Laberinto del reflejo
ESTACIÓN
Yo en cambio le pongo un color a las personas.
Bautizo el aroma a fin inevitable.
¿Qué más puedo hacer?
Si cuando llevo de la mano mis espinas
aparece el asaltante de la sombra.
Y lo arrollo con un solo talismán de espejos,
que deforma el cuerpo y mi antifaz.
Tengo, si bien lo quiero,
un legado de frío en las entrañas.
Lo insisto hasta la última gota
porque mis muñecas fueron condenadas a la horca.
Al fin, restan pocas cifras al cadáver.
Seguir el sueño de mis lunas
para mirar a plena luz el rostro que se esconde.
Soy yo,
he descubierto
el revés en mi reflejo.
(De Naufragio de Luna)
SALTIMBANQUI
Deseo llegar hasta ti desde el mismo nido
que abrigó aquellos años
en los que correr por la infancia
era apenas la lectura de las lámparas.
Esos días en que adivinar el nombre
de los árboles
podía ser igual a batirse a duelo
por un rostro propio.
No sé si el tiempo ha reducido
el corredor de la casa
o simplemente éste es otro juego
en el que la vibración de las paredes
es elevar el muro del adentro.
No sé si en el fondo de esos sonidos
veo aún las esquinas de los parques
en los que mi padre me dejaba abandonada,
rincones hechizados
donde cualquier espectro estallaba en burla
y en donde su mano apretaba la mía
hasta el dolor,
como si liberarme fuera una traición
para sus llagas.
DE CIERTA FRIALDAD
Sólo digo que tal vez es más difícil
para el muerto olvidarse de nosotros.
El botín que guardo en mi mano izquierda
me provoca el hambre del viajero.
Un hombre arrastra su cuerpo helado
por el manicomio.
La cuerda del mezquino arco
satisfecha por el rayo.
Vacilo con pudor ante la palidez del poseído
al asegurar que la justicia
es un tránsito al hechizo.
(De Jardín de sombras)
LABERINTO DEL REFLEJO
Hace tan sólo una calle,
levanté la mano para saludar tu rostro
y no recibí respuesta.
Ahora que apareces,
no tengo qué decirte.
Tal vez, en la otra esquina,
podré, por fin, reconocerte.
Mientras tanto, prefiero seguir de largo,
en fuga
hacia nuestro próximo encuentro.
(De Memoria de aprendiz)
EL MIRADOR DE LA PALOMA
A Yolanda Guzmán Ortiz, justo al cumplir los veintitrés años en 1985,
mientras corría por el barrio Bochica.
En su mochila, las llaves que ya no existen.

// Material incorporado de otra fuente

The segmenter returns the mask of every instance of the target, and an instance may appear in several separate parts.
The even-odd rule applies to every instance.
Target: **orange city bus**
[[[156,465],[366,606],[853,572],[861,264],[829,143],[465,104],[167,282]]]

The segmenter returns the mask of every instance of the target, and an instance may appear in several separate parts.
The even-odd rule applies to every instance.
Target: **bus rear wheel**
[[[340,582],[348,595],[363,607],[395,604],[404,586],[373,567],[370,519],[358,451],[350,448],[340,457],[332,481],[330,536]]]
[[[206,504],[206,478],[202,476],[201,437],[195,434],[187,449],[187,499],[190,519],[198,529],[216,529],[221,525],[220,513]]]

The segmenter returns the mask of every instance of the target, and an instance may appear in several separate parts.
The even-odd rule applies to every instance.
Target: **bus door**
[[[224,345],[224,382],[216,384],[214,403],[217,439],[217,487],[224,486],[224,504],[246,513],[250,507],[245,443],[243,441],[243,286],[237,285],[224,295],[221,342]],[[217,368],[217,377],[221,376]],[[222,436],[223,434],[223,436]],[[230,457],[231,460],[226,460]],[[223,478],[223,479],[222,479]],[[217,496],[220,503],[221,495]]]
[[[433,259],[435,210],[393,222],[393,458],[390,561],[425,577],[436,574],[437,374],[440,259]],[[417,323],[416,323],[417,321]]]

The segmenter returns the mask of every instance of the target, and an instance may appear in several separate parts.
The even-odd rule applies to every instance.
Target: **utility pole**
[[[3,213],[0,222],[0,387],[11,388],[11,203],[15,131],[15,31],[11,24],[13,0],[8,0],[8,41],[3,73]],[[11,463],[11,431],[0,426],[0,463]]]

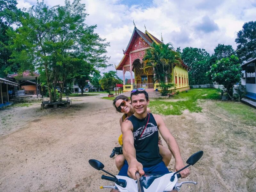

Paso al frío, justo en el valle
que separa una teja de la otra.
El agua se desliza por las crestas
y se siente cómo absorbe los sonidos de la casa.
Ha logrado sortear la primera pieza de ese techo,
hecha para tapar la vista de los pájaros.
Avanza hacia la pendiente
inclinando el cuerpo
y guarda silencio.
El rodillo pasa por la placa
y comienzan a hablar todas las palabras.
El estruendo de la imprenta
y la puerta que se rompe,
hacen estremecer el tiempo.
Las manos son extendidas
en el muro,
mientras un bermejo y espeso color
toma forma de chispas en
el asfalto.
En la calle del sol,
salen a pasear las torturadas sombras.
La noche amenaza llegar a su fin.
Los muchachos con
sus bolsas de leche,
escapan por los altos de la iglesia,
dejando cuajos a su paso.
Abajo,
los guardianes
apuestan por cuál de ellos se partirá las piernas.
Todos salen en la madrugada,
incluso aquellos que jamás regresan.